Graham Annable (born June 1, 1970) is a Canadian cartoonist and animator. He is the creator of Grickle, published by Alternative Comics, and one of the founders of the Hickee humor anthology (also published by Alternative Comics). Annable has created works for the television, film, video game, and comic book industries.

Life and career
Annable was born in Sault Ste. Marie, Ontario, Canada. After graduating from Sheridan College in Oakville, Ontario, where he was classically trained as an animator, Annable ended up at LucasArts.
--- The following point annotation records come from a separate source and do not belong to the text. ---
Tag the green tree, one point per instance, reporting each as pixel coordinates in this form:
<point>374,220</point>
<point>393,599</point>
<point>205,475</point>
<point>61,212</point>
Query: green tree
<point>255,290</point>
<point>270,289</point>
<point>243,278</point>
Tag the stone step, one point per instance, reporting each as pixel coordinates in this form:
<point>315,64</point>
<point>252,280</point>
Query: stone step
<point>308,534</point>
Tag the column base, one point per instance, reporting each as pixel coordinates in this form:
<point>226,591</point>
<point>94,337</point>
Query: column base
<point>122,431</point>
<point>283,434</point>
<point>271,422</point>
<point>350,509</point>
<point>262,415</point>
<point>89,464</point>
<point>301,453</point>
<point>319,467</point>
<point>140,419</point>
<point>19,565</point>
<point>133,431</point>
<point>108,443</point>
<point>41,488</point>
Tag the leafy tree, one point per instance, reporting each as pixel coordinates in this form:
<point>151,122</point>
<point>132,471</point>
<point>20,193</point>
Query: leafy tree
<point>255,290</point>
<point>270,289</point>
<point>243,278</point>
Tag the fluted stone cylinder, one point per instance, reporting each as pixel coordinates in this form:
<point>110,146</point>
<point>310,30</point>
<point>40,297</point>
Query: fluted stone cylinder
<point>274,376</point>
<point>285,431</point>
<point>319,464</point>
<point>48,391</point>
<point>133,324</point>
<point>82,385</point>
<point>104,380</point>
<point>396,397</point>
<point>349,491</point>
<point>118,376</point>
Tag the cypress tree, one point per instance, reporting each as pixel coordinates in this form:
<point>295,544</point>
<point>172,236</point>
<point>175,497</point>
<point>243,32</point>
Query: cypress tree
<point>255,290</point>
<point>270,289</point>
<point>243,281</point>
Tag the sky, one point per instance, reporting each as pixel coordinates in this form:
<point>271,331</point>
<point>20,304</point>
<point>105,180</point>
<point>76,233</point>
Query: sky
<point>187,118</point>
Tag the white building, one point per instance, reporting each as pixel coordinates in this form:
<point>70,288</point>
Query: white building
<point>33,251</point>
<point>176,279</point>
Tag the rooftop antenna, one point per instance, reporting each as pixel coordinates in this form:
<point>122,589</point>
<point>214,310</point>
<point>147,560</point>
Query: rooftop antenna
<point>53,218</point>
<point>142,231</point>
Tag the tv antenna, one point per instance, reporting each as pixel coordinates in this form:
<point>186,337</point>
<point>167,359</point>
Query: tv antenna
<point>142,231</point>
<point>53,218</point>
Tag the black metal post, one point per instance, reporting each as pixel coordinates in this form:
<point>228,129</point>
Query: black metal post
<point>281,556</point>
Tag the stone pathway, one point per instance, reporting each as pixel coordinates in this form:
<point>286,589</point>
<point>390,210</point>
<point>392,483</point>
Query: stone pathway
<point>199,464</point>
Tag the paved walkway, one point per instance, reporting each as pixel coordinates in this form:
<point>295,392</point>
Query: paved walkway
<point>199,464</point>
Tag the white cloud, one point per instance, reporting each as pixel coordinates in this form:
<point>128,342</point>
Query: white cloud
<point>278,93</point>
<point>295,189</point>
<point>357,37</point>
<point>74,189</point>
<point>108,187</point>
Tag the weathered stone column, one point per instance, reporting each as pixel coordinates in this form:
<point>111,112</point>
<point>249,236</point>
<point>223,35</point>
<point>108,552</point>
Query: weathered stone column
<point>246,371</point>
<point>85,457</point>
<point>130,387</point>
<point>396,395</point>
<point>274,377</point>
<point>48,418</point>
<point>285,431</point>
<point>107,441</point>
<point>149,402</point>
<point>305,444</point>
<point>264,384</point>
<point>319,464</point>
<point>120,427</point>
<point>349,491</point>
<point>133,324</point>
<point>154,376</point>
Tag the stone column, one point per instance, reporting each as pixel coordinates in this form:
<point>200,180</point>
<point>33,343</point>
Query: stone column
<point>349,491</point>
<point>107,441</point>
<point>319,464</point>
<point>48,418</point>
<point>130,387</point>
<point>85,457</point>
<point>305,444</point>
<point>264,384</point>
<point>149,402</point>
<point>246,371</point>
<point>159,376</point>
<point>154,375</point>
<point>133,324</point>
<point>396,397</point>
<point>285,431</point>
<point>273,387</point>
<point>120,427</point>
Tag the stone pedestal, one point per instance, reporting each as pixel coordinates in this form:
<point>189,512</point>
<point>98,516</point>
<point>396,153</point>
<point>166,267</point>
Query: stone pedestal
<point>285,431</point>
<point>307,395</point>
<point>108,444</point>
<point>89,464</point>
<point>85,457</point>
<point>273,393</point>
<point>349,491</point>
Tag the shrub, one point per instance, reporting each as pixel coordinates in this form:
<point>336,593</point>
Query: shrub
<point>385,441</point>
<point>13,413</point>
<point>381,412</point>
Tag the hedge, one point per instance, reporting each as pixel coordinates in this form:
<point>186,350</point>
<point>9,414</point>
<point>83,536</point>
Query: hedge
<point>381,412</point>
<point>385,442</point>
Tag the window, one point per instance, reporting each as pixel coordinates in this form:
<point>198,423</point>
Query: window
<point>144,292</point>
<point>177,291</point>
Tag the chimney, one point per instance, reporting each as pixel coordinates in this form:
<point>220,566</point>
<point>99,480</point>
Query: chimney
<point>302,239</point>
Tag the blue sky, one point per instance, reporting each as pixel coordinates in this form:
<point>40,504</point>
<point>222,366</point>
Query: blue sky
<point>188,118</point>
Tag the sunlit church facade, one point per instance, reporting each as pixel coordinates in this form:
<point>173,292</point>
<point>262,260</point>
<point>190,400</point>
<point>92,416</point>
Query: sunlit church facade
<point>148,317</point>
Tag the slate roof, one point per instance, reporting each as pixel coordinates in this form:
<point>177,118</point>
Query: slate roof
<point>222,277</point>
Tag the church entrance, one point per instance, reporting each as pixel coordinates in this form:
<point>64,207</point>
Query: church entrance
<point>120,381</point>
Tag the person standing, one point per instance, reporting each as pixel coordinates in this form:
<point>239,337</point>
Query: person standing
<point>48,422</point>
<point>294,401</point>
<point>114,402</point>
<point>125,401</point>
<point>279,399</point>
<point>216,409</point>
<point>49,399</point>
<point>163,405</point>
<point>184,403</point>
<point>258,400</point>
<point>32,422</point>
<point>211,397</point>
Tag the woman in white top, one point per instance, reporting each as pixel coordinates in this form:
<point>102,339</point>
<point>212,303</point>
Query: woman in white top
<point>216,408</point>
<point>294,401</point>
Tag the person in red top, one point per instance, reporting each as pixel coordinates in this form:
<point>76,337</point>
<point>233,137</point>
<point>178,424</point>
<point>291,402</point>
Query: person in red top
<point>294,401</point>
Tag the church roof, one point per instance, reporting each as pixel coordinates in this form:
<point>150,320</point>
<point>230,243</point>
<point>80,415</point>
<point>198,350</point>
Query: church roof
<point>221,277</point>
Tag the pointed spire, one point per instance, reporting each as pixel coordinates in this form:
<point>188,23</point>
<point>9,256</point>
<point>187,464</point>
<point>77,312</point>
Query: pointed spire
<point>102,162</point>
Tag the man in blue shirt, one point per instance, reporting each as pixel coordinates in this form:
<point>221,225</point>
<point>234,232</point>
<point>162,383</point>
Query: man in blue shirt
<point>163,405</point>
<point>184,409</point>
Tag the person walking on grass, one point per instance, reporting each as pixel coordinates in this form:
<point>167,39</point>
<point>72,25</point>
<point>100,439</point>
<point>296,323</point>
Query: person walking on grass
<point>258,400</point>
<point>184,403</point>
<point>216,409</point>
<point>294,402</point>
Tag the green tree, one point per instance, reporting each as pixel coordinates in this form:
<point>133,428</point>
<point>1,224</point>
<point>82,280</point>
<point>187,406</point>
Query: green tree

He worked there for ten years, starting in 1994 on Full Throttle and ultimately as a lead animator on the cancelled Sam & Max: Freelance Police. In addition, Annable has done illustration and cartoon work for (among others) Chuck Jones, Nickelodeon, and Walt Disney Productions. His self-produced short animated films are also popular among YouTube watchers. Annable was employed as creative director at Telltale Games during their first year, and has continued working closely with them, later designing Puzzle Agent, amongst other titles.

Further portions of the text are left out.